[Mournful braids.]] As a sign of mourning, especially for the loss of their husbands, the Hindústáni women collect their long hair into a braid, called in Sanskrit veṇi.

[The mango twig.]] We shall meet with several allusions to this tree as the favourite of Love and the darling of the bees.


CANTO THIRD.

[Who angers thee, &c.]] To understand properly this speech of Káma, it is necessary to be acquainted with some of the Hindú notions regarding a future state. "The highest kind of happiness is absorption into the divine essence, or the return of that portion of spirit which is combined with the attributes of humanity to its original source. This happiness, according to the philosopher, is to be obtained only by the most perfect abstraction from the world and freedom from passion, even while in a state of terrestrial existence.... Besides this ultimate felicity, the Hindús have several minor degrees of happiness, amongst which is the enjoyment of Indra's Swarga, or, in fact, of a Muhammadan Paradise. The degree and duration of the pleasures of this paradise are proportioned to the merits of those admitted to it; and they who have enjoyed this lofty region of Swarga, but whose virtue is exhausted, revisit the habitation of mortals."—Prof. Wilson's Megha Dúta. Compare also "The Lord's Song."—Specimens of Old Indian Poetry, pp. 67, 68.

Indra, therefore, may be supposed to feel jealous whenever a human being aspires to something higher than that heaven of which he is the Lord.

The "chain of birth" alluded to is of course the metempsychosis, or transmigration of souls, a belief which is not to be looked upon (says Prof. Wilson in the preface to his edition of the Sánkhya Káriká) as a mere popular superstition. It is the main principle of all Hindú metaphysics; it is the foundation of all Hindú philosophy. The great object of their philosophical research in every system, Brahminical or Buddhist, is the discovery of the means of putting a stop to further transmigration; the discontinuance of corporeal being; the liberation of soul from body.
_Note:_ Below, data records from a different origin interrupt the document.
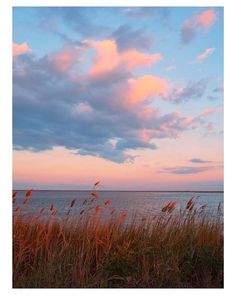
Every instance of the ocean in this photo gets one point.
(138, 203)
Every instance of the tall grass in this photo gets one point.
(92, 249)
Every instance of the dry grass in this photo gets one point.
(173, 250)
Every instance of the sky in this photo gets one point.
(128, 96)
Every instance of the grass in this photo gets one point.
(181, 249)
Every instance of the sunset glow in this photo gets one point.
(135, 102)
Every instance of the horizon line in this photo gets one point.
(110, 190)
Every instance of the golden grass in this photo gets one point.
(172, 250)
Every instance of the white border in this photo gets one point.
(6, 138)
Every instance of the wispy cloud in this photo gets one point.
(67, 107)
(192, 90)
(205, 54)
(202, 21)
(20, 49)
(197, 160)
(185, 170)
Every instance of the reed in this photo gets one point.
(96, 249)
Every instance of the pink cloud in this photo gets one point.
(202, 21)
(63, 60)
(207, 112)
(144, 87)
(68, 57)
(108, 57)
(205, 54)
(206, 19)
(19, 49)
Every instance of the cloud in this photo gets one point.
(193, 90)
(219, 89)
(202, 21)
(144, 87)
(20, 49)
(170, 68)
(205, 54)
(56, 102)
(82, 20)
(186, 170)
(197, 160)
(126, 38)
(207, 112)
(108, 58)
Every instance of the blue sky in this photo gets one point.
(59, 67)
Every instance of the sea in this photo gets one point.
(140, 204)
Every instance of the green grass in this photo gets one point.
(173, 250)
[As on that Snake.]] Sesha, the Serpent King, is in the Hindú mythology the supporter of the earth, as, in one of the fictions of the Edda,—

"That sea-snake, tremendous curled,
Whose monstrous circle girds the world."

He is also the couch and canopy of the God Vishṇu, or, as he is here called, Krishṇa,—that hero being one of his incarnations, and considered identical with the deity himself.